Gyrinus minutus is a species of whirligig beetle in the family Gyrinidae. It is found in North America and Europe.The body is entirely black with a dull appearance due to its microsculpture. G. minutus typically inhabit open edges of larger water bodies like lakes and reservoirs but also reside in sparsely vegetated ponds and slow-flowing river parts. Their swimming abilities are weaker than other gyrinids, and they often disperse in groups when disturbed. Reproduction begins in early spring with mating on water surfaces, followed by egg-laying on aquatic plants. Larvae hatch after a week, growing quickly and reaching maturity within three to four weeks.

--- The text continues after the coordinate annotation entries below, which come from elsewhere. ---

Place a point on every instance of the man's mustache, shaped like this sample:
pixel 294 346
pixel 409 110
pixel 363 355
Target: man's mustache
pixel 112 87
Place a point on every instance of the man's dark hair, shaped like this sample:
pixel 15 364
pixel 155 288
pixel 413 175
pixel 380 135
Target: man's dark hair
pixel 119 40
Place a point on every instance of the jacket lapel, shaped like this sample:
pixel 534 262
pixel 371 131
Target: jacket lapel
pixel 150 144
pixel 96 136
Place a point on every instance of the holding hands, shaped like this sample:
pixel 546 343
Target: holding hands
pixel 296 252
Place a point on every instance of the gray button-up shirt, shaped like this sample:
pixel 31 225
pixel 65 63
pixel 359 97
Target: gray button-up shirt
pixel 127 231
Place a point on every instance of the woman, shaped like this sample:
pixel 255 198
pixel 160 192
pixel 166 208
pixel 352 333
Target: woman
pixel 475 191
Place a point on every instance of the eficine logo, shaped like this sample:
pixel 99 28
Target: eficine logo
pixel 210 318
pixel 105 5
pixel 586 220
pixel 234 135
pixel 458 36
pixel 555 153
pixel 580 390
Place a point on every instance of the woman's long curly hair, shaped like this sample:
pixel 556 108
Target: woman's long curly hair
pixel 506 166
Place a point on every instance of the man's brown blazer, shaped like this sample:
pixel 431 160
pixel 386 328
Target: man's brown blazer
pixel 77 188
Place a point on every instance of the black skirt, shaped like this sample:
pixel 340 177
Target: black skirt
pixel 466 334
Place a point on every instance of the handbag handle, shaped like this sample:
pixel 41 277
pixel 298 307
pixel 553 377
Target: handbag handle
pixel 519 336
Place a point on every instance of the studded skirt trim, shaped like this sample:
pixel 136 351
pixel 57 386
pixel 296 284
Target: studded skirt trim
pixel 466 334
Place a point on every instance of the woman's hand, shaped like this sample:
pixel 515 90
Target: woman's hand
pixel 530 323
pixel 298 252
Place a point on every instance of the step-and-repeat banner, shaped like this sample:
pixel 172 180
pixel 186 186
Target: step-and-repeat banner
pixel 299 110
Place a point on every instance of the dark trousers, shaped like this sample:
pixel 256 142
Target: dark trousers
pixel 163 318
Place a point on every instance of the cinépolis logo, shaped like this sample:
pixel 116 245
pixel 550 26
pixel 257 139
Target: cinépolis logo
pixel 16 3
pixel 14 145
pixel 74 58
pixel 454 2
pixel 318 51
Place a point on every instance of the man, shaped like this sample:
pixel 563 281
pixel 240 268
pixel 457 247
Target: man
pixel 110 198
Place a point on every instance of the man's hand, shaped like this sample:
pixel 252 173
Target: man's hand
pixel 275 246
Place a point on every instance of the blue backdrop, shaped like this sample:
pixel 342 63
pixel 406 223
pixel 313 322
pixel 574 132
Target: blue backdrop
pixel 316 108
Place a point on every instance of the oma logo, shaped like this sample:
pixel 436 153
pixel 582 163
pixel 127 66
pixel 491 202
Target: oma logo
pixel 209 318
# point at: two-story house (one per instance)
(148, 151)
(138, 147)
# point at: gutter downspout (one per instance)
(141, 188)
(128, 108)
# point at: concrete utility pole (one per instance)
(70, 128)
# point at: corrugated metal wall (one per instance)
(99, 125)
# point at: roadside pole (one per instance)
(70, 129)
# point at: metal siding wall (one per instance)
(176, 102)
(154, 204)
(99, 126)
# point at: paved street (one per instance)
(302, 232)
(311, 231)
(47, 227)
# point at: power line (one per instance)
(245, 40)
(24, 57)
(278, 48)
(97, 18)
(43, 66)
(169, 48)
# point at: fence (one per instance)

They are capable of flight, and adults can be found in new locations throughout the summer. G. minutus lacks volatile production for predator defense or has minimal amounts, likely due to its behavior and habitat preferences. Interestingly, while G. minutus rarely aggregates, it can still respond to alarm signals from other species.

== Geographic Range ==
===North America===
In North America, the distribution of G. minutus extends across Canada and Alaska. Its range is primarily limited to the more northern regions of Manitoba and Saskatchewan but is widespread in the Northwest Territories, Yukon Territories, and Alaska. In Alberta, it is found as far south as Edmonton, excluding the Rocky Mountains, where it has been observed at least as far south as Jasper. There are also records of its presence extending south along the Rocky Mountains into Wyoming and Colorado. It’s likely to be discovered in the southern Canadian Rockies and Montana. Throughout its extensive North American range, G. minutus maintains a relatively consistent appearance. Researchers noted no differences between specimens from the Nearctic and Palearctic regions. Male specimens from Wyoming and Colorado tend to be slightly larger than those from Canada, though females show little variation.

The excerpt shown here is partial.